Anas Urbaningrum Dituntut 15 Tahun Penjara
jpnn.com - JAKARTA - Terdakwa perkara dugaan penerimaan hadiah atau janji, dalam proses perencanaan Hambalang atau proyek-proyek lainnya serta pencucian uang, Anas Urbaningrum, dituntut 15 tahun penjara oleh jaksa penuntut umum Komisi Pemberantasan Korupsi.
Ia dinilai terbukti menerima hadiah atau janji dan pencucian uang. "Menjatuhkan pidana terhadap terdakwa Anas Urbaningrum berupa pidana penjara selama 15 tahun, dikurangi selama terdakwa berada dalam tahanan," kata Jaksa Yudi Kristiana saat membacakan tuntutan Anas di Pengadilan Tindak Pidana Korupsi Jakarta, Kamis (11/9).

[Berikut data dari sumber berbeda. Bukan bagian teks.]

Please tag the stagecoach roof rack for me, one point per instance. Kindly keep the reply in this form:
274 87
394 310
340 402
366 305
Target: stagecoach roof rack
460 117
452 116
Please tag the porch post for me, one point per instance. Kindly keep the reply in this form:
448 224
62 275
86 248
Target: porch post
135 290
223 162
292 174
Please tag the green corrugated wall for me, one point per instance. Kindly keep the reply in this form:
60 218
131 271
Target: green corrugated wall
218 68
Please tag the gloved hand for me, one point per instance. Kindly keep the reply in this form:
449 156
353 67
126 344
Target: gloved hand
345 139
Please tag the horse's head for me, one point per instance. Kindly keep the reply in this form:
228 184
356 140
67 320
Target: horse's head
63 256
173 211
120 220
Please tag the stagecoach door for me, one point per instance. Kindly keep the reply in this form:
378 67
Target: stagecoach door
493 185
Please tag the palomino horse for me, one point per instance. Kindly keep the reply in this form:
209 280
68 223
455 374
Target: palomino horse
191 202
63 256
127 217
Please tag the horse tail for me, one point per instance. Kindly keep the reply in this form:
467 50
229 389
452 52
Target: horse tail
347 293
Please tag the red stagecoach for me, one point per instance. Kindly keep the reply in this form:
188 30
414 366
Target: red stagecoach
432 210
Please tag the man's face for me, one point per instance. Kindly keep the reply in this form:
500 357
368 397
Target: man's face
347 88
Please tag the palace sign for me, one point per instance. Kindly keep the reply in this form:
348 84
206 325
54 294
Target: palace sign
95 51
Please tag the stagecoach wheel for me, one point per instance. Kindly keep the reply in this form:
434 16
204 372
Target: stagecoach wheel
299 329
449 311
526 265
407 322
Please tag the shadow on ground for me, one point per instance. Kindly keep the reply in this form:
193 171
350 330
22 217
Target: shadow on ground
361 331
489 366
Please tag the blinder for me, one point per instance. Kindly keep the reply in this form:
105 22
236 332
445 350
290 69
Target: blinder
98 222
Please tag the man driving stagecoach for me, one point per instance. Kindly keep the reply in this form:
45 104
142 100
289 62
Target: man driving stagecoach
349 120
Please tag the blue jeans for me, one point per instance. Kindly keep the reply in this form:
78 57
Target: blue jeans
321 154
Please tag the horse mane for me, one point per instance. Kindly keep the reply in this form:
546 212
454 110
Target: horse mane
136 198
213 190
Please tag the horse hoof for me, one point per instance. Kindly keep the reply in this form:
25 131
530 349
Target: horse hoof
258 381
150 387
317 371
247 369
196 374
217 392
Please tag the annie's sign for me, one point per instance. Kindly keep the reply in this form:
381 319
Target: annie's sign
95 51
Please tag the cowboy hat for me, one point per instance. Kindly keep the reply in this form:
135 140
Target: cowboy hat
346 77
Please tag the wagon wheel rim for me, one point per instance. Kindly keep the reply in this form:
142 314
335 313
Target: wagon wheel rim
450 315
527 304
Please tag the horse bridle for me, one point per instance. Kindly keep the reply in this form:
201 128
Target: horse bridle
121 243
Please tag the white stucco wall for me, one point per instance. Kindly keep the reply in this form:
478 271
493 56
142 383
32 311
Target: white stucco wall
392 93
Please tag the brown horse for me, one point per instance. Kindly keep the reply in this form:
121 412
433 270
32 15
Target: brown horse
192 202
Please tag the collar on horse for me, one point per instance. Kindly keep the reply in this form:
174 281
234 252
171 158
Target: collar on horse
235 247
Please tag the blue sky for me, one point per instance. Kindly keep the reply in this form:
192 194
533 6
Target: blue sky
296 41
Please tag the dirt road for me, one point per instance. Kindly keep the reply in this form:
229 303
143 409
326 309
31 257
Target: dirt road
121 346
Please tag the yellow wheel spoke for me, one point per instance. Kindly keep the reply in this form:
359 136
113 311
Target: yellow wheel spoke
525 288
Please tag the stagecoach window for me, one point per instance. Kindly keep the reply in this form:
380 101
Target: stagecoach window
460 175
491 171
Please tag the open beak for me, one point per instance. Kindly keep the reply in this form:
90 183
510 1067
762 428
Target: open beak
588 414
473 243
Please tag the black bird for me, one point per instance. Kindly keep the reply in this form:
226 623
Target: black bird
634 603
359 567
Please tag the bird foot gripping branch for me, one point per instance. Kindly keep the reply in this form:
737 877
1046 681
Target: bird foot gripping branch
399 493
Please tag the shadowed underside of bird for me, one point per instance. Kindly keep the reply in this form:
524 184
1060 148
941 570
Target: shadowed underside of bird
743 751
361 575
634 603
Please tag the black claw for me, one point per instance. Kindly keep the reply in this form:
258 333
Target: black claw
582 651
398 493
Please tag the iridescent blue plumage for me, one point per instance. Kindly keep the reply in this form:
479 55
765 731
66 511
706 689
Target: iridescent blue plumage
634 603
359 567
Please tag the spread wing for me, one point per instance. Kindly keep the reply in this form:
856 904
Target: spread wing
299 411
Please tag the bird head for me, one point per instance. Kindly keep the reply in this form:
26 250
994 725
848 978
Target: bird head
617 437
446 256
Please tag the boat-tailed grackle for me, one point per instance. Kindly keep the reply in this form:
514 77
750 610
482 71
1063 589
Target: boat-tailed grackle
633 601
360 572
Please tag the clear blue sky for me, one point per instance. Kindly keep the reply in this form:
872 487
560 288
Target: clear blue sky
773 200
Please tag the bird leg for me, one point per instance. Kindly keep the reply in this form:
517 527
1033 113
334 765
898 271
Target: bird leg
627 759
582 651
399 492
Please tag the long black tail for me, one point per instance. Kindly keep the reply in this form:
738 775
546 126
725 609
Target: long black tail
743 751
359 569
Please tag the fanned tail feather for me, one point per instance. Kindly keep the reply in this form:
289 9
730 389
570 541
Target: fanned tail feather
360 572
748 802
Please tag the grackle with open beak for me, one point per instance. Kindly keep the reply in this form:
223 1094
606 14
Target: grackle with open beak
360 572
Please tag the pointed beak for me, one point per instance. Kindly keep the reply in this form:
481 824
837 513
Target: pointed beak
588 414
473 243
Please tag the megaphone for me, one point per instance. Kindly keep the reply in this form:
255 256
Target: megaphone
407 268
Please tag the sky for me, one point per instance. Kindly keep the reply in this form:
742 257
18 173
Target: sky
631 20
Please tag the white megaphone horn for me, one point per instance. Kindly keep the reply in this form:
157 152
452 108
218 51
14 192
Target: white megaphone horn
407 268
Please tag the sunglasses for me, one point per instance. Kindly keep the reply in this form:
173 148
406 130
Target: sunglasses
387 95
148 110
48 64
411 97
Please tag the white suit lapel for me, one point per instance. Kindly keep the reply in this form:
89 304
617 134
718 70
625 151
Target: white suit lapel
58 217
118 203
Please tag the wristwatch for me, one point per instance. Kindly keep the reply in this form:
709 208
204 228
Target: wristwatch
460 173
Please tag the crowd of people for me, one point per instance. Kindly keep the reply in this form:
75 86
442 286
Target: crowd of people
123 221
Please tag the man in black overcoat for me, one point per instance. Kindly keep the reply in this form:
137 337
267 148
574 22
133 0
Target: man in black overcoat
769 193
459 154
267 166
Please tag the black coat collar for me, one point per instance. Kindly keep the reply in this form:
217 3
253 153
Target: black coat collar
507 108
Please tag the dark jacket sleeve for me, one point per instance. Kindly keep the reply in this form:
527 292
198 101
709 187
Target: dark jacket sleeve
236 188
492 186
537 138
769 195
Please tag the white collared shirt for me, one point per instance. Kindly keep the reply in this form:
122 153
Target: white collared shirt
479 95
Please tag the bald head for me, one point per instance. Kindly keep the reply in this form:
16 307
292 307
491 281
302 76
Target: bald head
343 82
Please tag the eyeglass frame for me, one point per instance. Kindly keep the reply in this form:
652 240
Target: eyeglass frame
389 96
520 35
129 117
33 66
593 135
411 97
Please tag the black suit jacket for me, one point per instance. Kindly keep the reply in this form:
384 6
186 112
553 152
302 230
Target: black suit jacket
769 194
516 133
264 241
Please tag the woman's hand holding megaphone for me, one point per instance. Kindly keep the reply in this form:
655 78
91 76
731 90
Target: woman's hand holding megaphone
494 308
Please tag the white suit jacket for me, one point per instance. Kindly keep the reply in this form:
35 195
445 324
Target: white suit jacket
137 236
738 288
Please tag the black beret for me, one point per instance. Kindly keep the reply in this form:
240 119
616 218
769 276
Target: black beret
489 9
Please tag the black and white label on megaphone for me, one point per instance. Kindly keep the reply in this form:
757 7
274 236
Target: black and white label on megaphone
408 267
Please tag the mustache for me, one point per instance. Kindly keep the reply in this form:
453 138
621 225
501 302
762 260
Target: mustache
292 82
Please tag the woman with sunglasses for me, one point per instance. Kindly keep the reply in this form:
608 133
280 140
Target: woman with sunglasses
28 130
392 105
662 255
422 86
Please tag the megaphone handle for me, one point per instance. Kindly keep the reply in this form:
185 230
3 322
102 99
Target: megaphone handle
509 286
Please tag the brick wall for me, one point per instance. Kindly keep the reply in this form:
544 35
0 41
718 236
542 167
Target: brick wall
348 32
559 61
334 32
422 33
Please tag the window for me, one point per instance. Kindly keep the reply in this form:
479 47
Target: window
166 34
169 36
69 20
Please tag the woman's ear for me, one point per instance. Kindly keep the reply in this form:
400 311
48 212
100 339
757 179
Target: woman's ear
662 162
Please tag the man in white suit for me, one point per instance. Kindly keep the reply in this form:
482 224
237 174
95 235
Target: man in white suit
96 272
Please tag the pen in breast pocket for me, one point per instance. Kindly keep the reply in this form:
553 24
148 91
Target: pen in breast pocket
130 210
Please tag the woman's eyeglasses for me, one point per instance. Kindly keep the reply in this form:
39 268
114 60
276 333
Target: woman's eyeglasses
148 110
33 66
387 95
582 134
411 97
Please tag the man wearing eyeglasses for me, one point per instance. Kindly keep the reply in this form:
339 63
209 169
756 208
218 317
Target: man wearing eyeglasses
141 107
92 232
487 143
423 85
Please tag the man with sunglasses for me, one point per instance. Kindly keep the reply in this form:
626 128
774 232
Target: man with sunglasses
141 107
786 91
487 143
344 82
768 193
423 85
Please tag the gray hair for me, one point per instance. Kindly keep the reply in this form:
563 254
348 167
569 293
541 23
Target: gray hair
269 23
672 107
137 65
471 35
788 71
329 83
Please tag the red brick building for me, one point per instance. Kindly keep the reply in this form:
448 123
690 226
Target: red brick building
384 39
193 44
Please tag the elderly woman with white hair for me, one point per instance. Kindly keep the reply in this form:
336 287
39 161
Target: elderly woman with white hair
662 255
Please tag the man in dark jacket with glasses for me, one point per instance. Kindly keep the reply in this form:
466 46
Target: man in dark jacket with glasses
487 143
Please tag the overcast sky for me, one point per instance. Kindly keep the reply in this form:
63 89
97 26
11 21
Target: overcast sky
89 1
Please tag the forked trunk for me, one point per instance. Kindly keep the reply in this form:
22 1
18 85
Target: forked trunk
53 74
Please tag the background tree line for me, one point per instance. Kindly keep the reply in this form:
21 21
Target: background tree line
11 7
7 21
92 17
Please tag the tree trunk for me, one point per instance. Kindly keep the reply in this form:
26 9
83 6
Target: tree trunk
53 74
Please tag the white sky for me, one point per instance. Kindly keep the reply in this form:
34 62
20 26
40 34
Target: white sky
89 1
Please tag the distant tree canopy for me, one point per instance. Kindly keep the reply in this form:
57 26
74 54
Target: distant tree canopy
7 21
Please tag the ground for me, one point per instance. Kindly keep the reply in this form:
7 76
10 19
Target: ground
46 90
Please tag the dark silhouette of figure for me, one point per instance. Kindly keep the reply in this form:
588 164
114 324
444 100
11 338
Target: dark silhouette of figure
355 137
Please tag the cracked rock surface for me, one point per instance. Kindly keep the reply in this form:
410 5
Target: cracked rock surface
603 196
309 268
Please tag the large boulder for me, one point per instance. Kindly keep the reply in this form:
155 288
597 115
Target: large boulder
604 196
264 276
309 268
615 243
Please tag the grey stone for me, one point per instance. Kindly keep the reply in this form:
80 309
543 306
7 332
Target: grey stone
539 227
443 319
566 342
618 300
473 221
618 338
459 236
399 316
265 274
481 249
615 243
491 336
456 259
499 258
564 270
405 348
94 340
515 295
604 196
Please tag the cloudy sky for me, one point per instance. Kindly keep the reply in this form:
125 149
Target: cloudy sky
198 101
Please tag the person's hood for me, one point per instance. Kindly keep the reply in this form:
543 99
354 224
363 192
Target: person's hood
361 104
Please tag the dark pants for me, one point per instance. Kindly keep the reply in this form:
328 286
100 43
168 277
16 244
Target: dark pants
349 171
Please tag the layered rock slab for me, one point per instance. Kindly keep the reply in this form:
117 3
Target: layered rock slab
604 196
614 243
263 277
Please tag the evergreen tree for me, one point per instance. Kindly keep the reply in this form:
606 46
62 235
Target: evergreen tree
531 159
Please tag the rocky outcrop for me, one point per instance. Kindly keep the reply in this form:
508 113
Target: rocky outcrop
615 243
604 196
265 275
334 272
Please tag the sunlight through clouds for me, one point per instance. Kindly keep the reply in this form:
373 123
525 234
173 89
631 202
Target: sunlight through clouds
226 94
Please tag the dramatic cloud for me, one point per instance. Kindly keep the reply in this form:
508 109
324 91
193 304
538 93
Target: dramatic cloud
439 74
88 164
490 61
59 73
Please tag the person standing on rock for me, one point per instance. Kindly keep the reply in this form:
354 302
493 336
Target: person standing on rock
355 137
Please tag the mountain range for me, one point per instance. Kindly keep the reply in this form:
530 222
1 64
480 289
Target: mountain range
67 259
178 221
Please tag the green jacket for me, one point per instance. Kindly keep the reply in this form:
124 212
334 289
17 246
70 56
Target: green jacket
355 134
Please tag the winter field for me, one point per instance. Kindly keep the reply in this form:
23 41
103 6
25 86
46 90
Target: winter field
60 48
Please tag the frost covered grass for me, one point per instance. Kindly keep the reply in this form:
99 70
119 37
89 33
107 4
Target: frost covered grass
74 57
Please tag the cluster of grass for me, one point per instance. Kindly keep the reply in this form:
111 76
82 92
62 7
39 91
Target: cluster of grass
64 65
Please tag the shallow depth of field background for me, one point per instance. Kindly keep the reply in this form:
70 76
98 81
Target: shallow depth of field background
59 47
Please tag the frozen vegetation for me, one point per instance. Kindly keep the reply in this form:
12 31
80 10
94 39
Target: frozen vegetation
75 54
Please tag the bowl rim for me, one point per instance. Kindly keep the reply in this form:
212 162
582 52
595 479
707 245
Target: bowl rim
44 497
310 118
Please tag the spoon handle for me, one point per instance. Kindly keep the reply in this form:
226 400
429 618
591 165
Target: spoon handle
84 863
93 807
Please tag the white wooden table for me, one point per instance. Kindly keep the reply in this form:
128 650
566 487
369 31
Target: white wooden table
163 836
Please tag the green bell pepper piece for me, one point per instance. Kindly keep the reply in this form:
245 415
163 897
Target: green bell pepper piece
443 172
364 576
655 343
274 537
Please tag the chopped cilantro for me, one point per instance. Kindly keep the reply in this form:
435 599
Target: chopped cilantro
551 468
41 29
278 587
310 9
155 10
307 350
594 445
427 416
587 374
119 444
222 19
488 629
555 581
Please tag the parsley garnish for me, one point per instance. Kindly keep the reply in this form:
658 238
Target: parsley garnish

Anas juga dipidana denda sebesar Rp 500 juta subsidair lima bulan kurungan. Selain itu, jaksa menuntut Anas membayar uang pengganti kerugian negara yang jumlahnya sesuai dengan harta benda yang diperoleh dari tindak pidana korupsi sebesar Rp 94.180.050.000 dan USD 5.261.070.
"Dengan ketentuan apabila terdakwa tidak bayar uang pengganti selama satu bulan sesudah keputusan pengadilan mempunyai kekuatan hukum tetap, maka harta bendanya akan disita oleh jaksa penuntut umum, dan dapat dilelang untuk menutupi uang pengganti tersebut. Dalam hal tidak mempunyai harta benda yang mencukupi untuk bayar uang pengganti tersebut, maka dipidana dengan pidana penjara selama empat tahun," tutur Yudi.
Jaksa juga menuntut pidana tambahan kepada Anas berupa pencabutan hak untuk dipilih dalam jabatan publik dan pencabutan izin usaha pertambangan atas nama PT Arina Kotajaya seluas 5 ribu sampai dengan 10 ribu hektare, yang berada di dua kecamatan yaitu Bengalon dan Kongbeng di Kutai Timur.
Jaksa menyatakan Anas terbukti melanggar Pasal 12 huruf (a) jo Pasal 18 Undang-Undang Nomor 31 tahun 1999 tentang Pemberantasan Tindak Pidana Korupsi sebagaimana telah diubah dengan Undang-Undang Nomor 20 tahun 2001 jo Pasal 64 ayat (1) KUHP.
Dalam dugaan pencucian uang, Anas terbukti melanggar Pasal 3 Undang-Undang Nomor 8 tahun 2010 tentang Pencegahan dan Pemberantasan Tindak Pidana Pencucian Uang jo Pasal 65 ayat (1) KUHP dan Pasal 3 huruf C Undang-Undang Nomor 15 Tahun 2002 sebagaimana telah diubah dengan Undang-Undang nomor 25 Tahun 2003 tentang pemberantasan Tindak Pidana Pencucian Uang.
Jaksa Yudi mengatakan hal yang memberatkan adalah perbuatan terdakwa sebagai anggota DPR, ketua fraksi dan ketua umum Partai Demokrat telah mencederai sistem politik dan demokrasi dalam rangka membangun sistem politik yang bebas dari korupsi. Kemudian perbuatan terdakwa bertentangan dengan spirit masyarakat, bangsa, dan negara dalam pemberantasan korupsi.